Reasons why Batch Accounting is Under-reporting
Or more specifically, why we can rule out some possible scenarios.
Current logging under-reports by about 2-5%. This is pretty significant.
Busted scenarios should be strikethroughed and shifted to the bottom of the list for reference.
Events may be reported late
What needs to be checked is how frequent events are logged on the database. Two things need to be done here:
- The number of records for a recent hour should be logged over a period of time. Extensively. This means logging every single event that appears so we can perform cross-checks on which events are being delayed in reporting if this is the case.
- The most recent event to be entered into the database should be monitored over a period time to test for any delay in logging.
Daily reporting might be done too early and an hour of logs are being trimmed
Hasn't been tested, but this is a possible scenario if it's trying to fetch logs that happened after the daily reporting period. An hour is 4% of a day, after all.
Currently the resacc cronjob is set to run
at four minutes past midnight every day which may be causing problems in the event of a bad timezone configuration.
All CERN services, including batchmon, seem to be configured to be set to CEST, so this might not be the problem.

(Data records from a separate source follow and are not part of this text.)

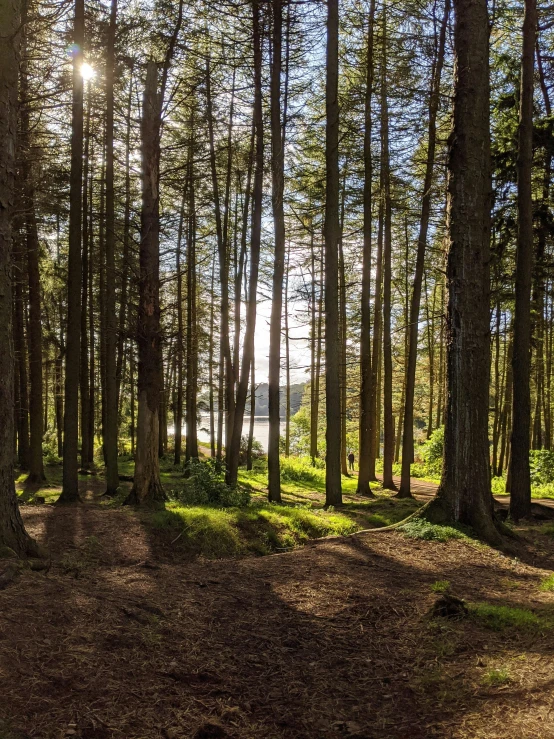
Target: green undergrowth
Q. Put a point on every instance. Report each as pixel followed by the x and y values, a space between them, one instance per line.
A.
pixel 538 490
pixel 501 618
pixel 547 585
pixel 421 529
pixel 255 529
pixel 495 677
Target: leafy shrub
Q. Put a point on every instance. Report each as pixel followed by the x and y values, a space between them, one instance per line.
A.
pixel 496 677
pixel 205 485
pixel 50 448
pixel 541 462
pixel 433 450
pixel 300 469
pixel 257 450
pixel 440 586
pixel 420 529
pixel 498 618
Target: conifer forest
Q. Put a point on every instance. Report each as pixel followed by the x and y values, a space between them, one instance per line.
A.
pixel 276 369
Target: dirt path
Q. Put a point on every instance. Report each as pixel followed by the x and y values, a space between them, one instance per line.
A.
pixel 326 642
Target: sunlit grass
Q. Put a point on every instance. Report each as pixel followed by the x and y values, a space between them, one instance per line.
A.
pixel 501 617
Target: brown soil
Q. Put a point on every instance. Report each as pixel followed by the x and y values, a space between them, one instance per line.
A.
pixel 326 642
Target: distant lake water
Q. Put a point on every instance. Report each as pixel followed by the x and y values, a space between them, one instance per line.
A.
pixel 261 429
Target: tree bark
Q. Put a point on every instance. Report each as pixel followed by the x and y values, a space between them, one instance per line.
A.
pixel 434 100
pixel 520 499
pixel 70 477
pixel 179 358
pixel 277 189
pixel 464 493
pixel 21 363
pixel 364 469
pixel 192 327
pixel 333 489
pixel 388 447
pixel 12 531
pixel 233 446
pixel 147 487
pixel 112 416
pixel 36 427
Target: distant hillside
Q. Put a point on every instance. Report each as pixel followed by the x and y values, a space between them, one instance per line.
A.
pixel 296 393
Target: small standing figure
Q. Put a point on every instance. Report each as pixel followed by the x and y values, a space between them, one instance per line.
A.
pixel 351 461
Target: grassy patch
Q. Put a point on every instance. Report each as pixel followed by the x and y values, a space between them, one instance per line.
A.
pixel 500 618
pixel 496 677
pixel 440 586
pixel 420 529
pixel 548 584
pixel 258 529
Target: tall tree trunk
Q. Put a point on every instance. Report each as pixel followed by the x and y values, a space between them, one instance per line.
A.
pixel 364 467
pixel 112 416
pixel 388 447
pixel 233 446
pixel 91 327
pixel 520 500
pixel 179 358
pixel 192 328
pixel 333 490
pixel 342 331
pixel 434 100
pixel 70 477
pixel 464 493
pixel 86 461
pixel 277 189
pixel 211 365
pixel 20 346
pixel 125 266
pixel 227 379
pixel 287 359
pixel 36 466
pixel 375 385
pixel 252 414
pixel 313 344
pixel 147 486
pixel 12 531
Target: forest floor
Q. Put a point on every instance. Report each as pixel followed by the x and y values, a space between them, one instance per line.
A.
pixel 130 636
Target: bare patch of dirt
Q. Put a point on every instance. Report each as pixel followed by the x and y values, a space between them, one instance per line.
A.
pixel 326 642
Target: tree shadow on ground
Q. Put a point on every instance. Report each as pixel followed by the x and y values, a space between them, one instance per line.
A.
pixel 327 642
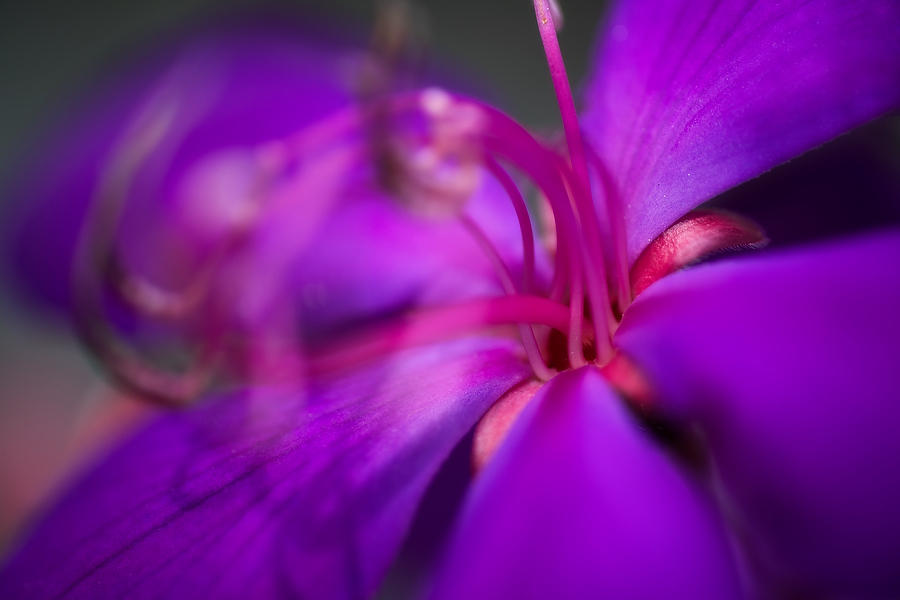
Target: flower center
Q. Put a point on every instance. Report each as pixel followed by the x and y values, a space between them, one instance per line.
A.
pixel 437 170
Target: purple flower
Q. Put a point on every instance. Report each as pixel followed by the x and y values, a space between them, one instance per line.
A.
pixel 240 184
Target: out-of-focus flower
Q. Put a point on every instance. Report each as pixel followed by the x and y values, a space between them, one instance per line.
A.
pixel 343 272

The last second of each day might not be accounted
stopdate = stopdate.replace(hour=23, minute=59, second=59, microsecond=999)
...
where = "WHERE loc.eventTime >= :startdatebind AND loc.eventTime < :enddatebind"
I'm not sure how Oracle_cx handles dates with milliseconds, but in any case the Oracle DATE field does not support any time unit smaller than seconds.
This being an issue or not depends on if Oracle_cx is accounting for milliseconds when binding the field. If it is, then this should not be an issue. If it isn't, then we're losing logging data for one in every 86,400 records.
Obviously
not the cause of the 2-5% loss, but a potential discrepancy nevertheless.
Some events might not be recorded in the database
Not probably likely, however this scenario hasn't been completely confirmed to not happen yet. I tested this before I understood more about batch and batchtzero.
I need to check this a second time with both LSF job sources in consideration to make sure there is 100% parity between AFS logging and the records in the database.
Potential imezone differences between AFS logging and the database
There are no differences in timestamps for AFS logs and database entries so there's no problem there.